L’art de travailler en « mode agile »

Méthodes singulières

Par Diane Toko

 

Pour commencer, inutile de préciser que l’agilité c’est quasiment l’opium des projets informatiques de notre siècle. De plus en plus, on fait appel à l’agilité à toutes les sauces. Bien sûr elle est  bénéfique pour les projets, mais mal appliquée, le scénario peut devenir très sombre pour l’entreprise. Force est de constater qu’aujourd’hui, l’agilité s’est vidée de son sens. Beaucoup de personnes pensent faire de l’agile, alors que ce n’est pas le cas. En réalité, on a réduit l’agilité à un concept marketing. Dire qu’on travaille sur un projet en mode agile ça fait plutôt classe non ? Après tout c’est à la mode ! D’autant plus que personne n’aimerait être tagué de « old school ».  Seulement, il y a une différence entre vouloir être agile et l’être véritablement. Alors, C’est quoi au juste être agile ? Et comment rendre son organisation agile ?

 

Ce que l’agilité n’est pas : retour d’expérience

 

J’ai personnellement déjà eu l’opportunité de travailler sur un projet dit « agile » pour un grand groupe il y a quelques années. La méthode utilisée était celle qui est la plus répandue aujourd’hui dans les entreprises : la méthode SCRUM1. Nous avions adopté certains « rituels » qui nous permettaient quelque part de justifier, peut être inconsciemment, que nous travaillions en mode agile. Voici quelques-uns de ces rituels :

  • Réunions hebdomadaires d’1h tous les mardis matin, qui avait pour but de rendre compte à la hiérarchie de l’état d’avancement du projet, et surtout de mettre en lumière les alertes et les points de blocage,  
  • Des rôles bien définis au sein du projet : Scrum master, product owner, équipe de développement. Le travail de chaque acteur de l’équipe était clairement défini et délimité,
  • La pratique de sprints : pour rappel, les sprints permettent de diviser le projet global en plusieurs petits projets avec des phases de développements incrémentaux,
  • Des « daily meeting » , qui ne duraient pas plus de 20min avec les principaux acteurs du projet, des échanges réguliers avec les clients finaux du projet pour recueillir les besoins d’évolution à intégrer dans les prochains sprints, entre autres.

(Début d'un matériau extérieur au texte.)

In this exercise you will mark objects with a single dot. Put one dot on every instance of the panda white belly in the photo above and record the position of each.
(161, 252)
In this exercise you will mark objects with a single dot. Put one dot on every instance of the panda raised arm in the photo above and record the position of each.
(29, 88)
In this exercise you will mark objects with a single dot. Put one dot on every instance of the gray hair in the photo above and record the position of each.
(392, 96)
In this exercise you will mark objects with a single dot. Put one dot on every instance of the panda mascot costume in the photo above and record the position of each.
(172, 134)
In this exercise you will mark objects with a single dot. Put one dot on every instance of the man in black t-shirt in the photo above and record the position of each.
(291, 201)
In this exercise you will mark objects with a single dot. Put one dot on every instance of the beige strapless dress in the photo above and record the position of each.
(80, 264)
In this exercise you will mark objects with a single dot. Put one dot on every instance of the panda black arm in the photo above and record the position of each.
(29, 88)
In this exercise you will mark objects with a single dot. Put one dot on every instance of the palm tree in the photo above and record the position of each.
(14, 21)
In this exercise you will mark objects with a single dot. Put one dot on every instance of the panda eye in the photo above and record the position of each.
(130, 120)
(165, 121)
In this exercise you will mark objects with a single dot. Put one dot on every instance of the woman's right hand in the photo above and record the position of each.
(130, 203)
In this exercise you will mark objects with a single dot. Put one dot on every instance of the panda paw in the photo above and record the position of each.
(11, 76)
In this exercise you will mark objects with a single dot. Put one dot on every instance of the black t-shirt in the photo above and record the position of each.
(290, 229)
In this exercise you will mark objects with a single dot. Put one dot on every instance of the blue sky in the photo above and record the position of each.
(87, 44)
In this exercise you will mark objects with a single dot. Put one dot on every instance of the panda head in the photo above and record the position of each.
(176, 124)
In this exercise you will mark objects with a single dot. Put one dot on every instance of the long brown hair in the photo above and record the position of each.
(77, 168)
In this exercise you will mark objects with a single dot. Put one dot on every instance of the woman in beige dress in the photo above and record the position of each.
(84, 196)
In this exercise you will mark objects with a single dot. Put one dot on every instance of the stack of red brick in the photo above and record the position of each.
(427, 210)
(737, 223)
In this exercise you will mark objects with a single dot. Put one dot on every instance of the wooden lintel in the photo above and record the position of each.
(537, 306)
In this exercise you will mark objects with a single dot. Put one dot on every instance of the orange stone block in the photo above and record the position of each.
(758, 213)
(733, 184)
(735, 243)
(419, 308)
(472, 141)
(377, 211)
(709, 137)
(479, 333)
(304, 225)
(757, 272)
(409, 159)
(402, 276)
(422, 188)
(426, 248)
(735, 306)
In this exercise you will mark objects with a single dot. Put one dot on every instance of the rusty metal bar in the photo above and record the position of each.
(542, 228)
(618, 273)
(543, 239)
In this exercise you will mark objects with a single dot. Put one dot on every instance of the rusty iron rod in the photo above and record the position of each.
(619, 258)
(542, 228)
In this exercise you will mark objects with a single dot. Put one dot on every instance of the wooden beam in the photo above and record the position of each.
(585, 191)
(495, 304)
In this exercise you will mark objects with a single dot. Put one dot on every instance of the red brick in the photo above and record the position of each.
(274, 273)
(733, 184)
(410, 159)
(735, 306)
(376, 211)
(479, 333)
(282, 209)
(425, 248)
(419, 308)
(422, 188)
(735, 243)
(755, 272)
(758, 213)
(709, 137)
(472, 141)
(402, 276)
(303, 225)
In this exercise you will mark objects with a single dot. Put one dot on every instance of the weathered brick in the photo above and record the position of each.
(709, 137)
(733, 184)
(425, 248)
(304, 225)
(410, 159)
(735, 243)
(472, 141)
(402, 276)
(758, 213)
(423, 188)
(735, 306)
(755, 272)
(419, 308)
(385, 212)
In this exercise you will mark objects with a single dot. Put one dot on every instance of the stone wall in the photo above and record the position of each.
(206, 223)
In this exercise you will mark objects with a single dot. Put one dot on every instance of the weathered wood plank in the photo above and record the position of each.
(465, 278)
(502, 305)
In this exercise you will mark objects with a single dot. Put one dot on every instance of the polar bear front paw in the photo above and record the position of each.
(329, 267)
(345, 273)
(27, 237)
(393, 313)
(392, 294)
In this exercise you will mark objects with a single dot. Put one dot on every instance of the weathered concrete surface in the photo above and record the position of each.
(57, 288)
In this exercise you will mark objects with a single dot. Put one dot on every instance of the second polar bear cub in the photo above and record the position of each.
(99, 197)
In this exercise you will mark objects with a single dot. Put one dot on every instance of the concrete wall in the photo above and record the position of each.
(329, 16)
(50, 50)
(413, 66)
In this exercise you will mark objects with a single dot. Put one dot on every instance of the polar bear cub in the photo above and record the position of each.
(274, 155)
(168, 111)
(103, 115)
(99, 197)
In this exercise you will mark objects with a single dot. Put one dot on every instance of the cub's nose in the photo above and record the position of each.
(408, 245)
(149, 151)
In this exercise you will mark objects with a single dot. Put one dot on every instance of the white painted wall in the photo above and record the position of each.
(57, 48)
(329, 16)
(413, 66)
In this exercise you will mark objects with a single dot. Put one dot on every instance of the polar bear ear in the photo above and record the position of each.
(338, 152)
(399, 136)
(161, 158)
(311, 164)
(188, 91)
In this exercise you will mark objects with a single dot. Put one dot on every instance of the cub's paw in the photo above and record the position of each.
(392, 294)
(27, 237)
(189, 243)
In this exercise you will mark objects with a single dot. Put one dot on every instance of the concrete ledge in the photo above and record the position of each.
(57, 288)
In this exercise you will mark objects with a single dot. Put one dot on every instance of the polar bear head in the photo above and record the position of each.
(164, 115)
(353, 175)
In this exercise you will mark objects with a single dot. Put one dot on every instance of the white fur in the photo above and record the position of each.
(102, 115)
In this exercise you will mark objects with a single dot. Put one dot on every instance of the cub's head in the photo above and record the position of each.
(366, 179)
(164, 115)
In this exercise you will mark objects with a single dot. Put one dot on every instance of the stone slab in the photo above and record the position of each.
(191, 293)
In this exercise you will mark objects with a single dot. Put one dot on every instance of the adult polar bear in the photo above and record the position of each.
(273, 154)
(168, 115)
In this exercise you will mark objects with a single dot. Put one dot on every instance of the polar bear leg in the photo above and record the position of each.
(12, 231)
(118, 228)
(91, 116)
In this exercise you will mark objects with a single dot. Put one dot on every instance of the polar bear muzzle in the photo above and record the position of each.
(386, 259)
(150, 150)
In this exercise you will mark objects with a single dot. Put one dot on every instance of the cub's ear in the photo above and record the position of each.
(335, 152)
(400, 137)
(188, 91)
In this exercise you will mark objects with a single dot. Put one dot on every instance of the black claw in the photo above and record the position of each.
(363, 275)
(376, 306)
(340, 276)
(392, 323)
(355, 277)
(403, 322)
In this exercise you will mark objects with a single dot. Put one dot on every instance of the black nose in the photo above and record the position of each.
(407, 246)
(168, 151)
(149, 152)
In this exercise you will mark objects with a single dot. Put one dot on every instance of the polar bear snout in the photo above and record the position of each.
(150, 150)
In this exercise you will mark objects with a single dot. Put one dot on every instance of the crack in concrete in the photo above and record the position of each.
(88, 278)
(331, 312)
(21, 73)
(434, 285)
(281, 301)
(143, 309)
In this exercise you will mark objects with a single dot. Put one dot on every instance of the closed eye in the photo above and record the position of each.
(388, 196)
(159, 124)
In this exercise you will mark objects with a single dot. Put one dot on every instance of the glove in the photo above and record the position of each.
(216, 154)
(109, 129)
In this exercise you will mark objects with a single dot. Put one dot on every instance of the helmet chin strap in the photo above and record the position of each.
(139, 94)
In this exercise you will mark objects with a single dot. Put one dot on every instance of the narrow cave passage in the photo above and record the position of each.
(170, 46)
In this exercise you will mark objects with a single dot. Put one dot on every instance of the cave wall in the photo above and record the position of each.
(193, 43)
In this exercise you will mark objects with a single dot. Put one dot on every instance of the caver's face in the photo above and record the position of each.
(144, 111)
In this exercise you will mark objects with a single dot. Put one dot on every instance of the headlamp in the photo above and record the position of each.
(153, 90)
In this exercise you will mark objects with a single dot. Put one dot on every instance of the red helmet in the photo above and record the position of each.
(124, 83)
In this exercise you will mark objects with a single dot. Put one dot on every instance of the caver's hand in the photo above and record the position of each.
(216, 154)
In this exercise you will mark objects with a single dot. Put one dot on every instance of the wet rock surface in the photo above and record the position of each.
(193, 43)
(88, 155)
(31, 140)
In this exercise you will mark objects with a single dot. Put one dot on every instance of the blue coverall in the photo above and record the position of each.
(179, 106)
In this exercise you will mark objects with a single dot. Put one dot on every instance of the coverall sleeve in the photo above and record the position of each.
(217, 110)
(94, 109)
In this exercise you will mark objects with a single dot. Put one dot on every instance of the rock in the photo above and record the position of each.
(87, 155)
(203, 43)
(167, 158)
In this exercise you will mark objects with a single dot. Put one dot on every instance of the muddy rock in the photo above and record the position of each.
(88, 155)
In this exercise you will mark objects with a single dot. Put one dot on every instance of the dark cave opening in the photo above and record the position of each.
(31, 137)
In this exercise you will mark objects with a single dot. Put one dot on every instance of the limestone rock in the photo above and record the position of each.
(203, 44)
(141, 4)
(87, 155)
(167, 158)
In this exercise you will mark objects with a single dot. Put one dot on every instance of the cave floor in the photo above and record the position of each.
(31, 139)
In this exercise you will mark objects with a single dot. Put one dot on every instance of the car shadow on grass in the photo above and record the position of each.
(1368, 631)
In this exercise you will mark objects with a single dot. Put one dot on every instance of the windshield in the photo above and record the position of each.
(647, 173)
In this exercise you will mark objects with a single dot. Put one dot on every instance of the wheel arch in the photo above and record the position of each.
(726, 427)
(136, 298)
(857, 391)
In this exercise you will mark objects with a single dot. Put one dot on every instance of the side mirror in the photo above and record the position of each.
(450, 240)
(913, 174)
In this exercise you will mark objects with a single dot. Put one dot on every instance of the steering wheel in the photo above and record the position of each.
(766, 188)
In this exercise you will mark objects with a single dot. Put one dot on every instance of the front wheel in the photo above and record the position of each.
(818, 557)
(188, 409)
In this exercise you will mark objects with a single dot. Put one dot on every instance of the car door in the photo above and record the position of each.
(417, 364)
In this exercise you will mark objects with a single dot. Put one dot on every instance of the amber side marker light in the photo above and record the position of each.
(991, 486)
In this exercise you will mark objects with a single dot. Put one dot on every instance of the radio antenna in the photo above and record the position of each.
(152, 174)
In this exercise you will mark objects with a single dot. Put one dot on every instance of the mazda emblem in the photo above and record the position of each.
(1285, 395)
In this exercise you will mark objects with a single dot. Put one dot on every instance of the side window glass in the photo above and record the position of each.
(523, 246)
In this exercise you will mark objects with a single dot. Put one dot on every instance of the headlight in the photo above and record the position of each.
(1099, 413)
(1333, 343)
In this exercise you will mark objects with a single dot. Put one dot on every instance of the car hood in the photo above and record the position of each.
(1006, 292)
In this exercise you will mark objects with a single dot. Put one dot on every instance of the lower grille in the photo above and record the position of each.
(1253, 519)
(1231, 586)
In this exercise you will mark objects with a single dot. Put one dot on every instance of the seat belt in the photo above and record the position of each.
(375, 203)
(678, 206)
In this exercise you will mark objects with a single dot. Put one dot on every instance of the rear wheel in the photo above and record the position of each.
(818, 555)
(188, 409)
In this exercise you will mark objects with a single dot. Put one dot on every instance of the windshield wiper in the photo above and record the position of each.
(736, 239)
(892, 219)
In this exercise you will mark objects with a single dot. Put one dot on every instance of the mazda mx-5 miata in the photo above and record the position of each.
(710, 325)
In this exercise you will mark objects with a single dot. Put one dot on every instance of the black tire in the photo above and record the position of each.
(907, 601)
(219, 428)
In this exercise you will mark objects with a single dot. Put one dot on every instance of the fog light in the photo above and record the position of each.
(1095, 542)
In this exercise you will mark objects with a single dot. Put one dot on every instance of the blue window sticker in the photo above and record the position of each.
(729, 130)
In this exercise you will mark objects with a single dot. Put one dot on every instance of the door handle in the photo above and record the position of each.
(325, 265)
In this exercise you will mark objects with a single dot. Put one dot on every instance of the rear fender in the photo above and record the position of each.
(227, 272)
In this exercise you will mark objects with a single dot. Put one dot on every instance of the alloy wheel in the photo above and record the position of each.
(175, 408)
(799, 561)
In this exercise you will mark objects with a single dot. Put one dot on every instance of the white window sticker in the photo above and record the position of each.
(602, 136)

Ceux pour qui l’agilité se résume à des rituels pourraient défendre qu’il s’agit bien là d’un projet en mode agile. Je m’attire peut-être des foudres mais aujourd’hui, avec du recul, je me rends compte que ce projet n’avait d’agile que le nom….je m’explique.

L’agilité ce n’est pas un ensemble de rituels cantonné à des méthodes. Ce n’est pas parce qu’on fait du Scrum qu’on est agile. En d’autres termes, ce n’est pas parce qu’on applique une « méthode agile » qu’on est agile car l’agilité est fondée sur des principes. Si ces principes ne sont pas respectés, on a beau organiser des réunions hebdomadaires, mettre en place des sprints, des « daily meeting », etc., on est dans l’illusion. Il est quasiment impossible d’espérer en la réussite d’un projet qui se veut agile sans qu’il y ait une diffusion de la culture agile, même si on prétend utiliser un outil agile ou une méthode particulière.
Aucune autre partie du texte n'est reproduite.